János Szlepecz (Janoš Slepec or Ivan Slepec, June 14, 1872 – June 29, 1936) was a Slovene Roman Catholic priest, dean, and writer. He wrote in the Prekmurje Slovene dialect and also in Hungarian.

He was born in Murska Sobota in Vas County of the Kingdom of Hungary (present-day Slovenia), where his father Iván Szlepecz was a blacksmith in the market town; his mother was Julianna Czigány. Starting in 1896, he served as chaplain for ten years for the Szapáry family, and then in 1906 as the parish priest of Murska Sobota. In 1913, after the death of Ferenc Ivanóczy, he became dean of the Slovene March.

Szlepecz initially opposed the autonomy of the Slovene March (Prekmurje) and supported Hungary. He later shifted his position and supported the Prekmurje Slovenes. After World War I, he maintained the liturgy in Prekmurje Slovene in St. Nicholas's Church. After the occupation of the Republic of Prekmurje, Szlepecz was taken hostage by the Hungarian communists.

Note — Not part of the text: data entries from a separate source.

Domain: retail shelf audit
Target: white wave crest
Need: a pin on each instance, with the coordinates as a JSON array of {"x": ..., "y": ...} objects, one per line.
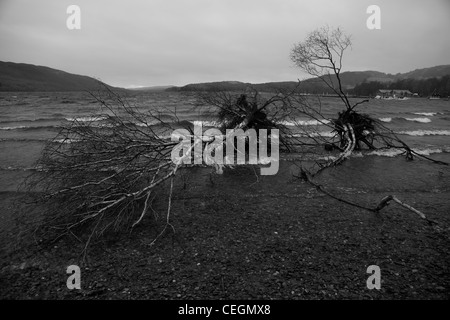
[
  {"x": 13, "y": 128},
  {"x": 87, "y": 119}
]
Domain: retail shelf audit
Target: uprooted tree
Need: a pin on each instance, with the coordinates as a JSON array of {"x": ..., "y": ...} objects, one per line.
[
  {"x": 105, "y": 174},
  {"x": 321, "y": 56}
]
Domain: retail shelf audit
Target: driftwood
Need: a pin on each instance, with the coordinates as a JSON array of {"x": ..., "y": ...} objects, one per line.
[{"x": 306, "y": 176}]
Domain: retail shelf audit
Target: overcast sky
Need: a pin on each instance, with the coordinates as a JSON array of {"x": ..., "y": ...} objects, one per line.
[{"x": 161, "y": 42}]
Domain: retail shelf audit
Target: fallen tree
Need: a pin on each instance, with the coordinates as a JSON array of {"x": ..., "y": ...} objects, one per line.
[{"x": 321, "y": 56}]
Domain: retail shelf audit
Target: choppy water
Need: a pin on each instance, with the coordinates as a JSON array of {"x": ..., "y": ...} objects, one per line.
[{"x": 28, "y": 120}]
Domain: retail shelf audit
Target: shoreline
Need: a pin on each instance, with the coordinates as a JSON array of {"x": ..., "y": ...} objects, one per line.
[{"x": 271, "y": 238}]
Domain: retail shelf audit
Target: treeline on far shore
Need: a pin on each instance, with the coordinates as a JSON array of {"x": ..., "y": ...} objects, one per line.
[{"x": 423, "y": 87}]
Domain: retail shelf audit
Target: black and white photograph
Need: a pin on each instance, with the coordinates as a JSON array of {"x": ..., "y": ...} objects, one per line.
[{"x": 225, "y": 155}]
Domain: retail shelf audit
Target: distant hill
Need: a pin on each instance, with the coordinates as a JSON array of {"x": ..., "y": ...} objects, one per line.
[
  {"x": 28, "y": 77},
  {"x": 314, "y": 85},
  {"x": 426, "y": 73},
  {"x": 152, "y": 88}
]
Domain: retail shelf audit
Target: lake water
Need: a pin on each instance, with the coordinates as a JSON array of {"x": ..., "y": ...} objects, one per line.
[{"x": 28, "y": 120}]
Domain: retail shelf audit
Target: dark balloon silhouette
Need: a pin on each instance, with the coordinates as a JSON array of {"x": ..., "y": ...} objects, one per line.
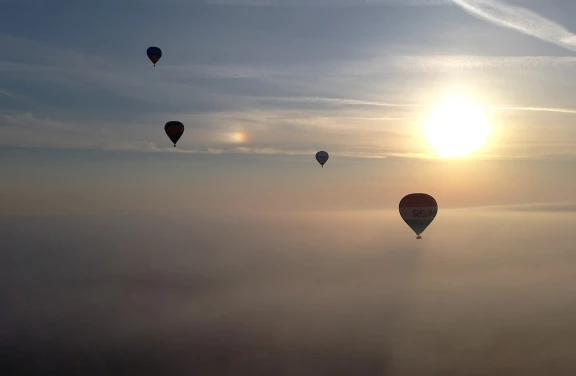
[
  {"x": 154, "y": 54},
  {"x": 322, "y": 157},
  {"x": 174, "y": 130},
  {"x": 418, "y": 210}
]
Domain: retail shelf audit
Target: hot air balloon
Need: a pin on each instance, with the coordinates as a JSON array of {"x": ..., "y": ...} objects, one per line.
[
  {"x": 154, "y": 54},
  {"x": 174, "y": 130},
  {"x": 418, "y": 210},
  {"x": 322, "y": 157}
]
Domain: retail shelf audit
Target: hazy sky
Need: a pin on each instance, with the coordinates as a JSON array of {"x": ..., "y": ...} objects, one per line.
[
  {"x": 235, "y": 251},
  {"x": 83, "y": 109}
]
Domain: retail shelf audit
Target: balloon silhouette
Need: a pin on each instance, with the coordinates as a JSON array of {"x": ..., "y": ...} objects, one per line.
[
  {"x": 174, "y": 130},
  {"x": 154, "y": 54},
  {"x": 418, "y": 210},
  {"x": 322, "y": 157}
]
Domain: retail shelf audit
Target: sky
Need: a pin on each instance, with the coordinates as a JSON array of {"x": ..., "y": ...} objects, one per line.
[{"x": 235, "y": 251}]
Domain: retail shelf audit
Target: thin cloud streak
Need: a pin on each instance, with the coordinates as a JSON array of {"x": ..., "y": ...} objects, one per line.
[
  {"x": 348, "y": 101},
  {"x": 520, "y": 19},
  {"x": 304, "y": 3}
]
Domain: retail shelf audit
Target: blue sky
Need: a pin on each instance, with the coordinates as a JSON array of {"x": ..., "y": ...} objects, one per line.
[{"x": 356, "y": 78}]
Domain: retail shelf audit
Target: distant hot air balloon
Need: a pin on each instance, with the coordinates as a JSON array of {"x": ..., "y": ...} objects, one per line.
[
  {"x": 418, "y": 210},
  {"x": 322, "y": 157},
  {"x": 174, "y": 130},
  {"x": 154, "y": 54}
]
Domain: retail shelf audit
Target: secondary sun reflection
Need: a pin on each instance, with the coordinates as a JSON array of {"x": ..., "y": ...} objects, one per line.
[
  {"x": 457, "y": 128},
  {"x": 237, "y": 137}
]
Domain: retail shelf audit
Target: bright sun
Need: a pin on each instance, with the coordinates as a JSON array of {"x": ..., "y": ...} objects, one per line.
[{"x": 457, "y": 128}]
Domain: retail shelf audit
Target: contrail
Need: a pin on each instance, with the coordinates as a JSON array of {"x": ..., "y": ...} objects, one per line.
[{"x": 520, "y": 19}]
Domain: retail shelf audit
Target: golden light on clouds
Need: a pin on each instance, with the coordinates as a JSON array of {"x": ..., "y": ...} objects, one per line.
[
  {"x": 457, "y": 127},
  {"x": 237, "y": 137}
]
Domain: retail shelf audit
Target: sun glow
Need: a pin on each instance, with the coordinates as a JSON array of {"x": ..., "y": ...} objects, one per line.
[{"x": 457, "y": 128}]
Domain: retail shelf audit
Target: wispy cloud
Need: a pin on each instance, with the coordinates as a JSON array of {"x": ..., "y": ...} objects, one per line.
[
  {"x": 521, "y": 19},
  {"x": 307, "y": 3}
]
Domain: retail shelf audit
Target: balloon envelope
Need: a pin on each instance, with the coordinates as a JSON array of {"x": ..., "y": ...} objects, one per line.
[
  {"x": 322, "y": 157},
  {"x": 418, "y": 210},
  {"x": 154, "y": 54},
  {"x": 174, "y": 130}
]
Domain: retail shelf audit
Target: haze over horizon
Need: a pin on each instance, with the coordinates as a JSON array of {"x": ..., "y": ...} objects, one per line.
[{"x": 234, "y": 252}]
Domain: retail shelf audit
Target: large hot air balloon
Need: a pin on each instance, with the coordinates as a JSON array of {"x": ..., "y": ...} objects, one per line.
[
  {"x": 174, "y": 130},
  {"x": 322, "y": 157},
  {"x": 154, "y": 54},
  {"x": 418, "y": 210}
]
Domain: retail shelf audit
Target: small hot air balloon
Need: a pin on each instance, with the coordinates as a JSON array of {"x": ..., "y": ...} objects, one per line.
[
  {"x": 418, "y": 210},
  {"x": 174, "y": 130},
  {"x": 322, "y": 157},
  {"x": 154, "y": 54}
]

In 1918, Szlepecz was the bishopric vicar in Szombathely and in 1922 the honorary vicar in Maribor. Before the First World War, he published articles in Hungarian in Szombathelyi Újság and Muraszombat és vidéke, and articles in Slovene in Marijin list, Novine, and Kalendar Srca Jezušovoga. He also translated the Gospels into Prekmurje Slovene.

János Szlepecz died in Murska Sobota after a stroke.

== Literature ==
- Géfin Gyula A Szombathelyi Egyházmegye története: 1777–1935 III. kötet, Szombathely Martineum Ny., 1935.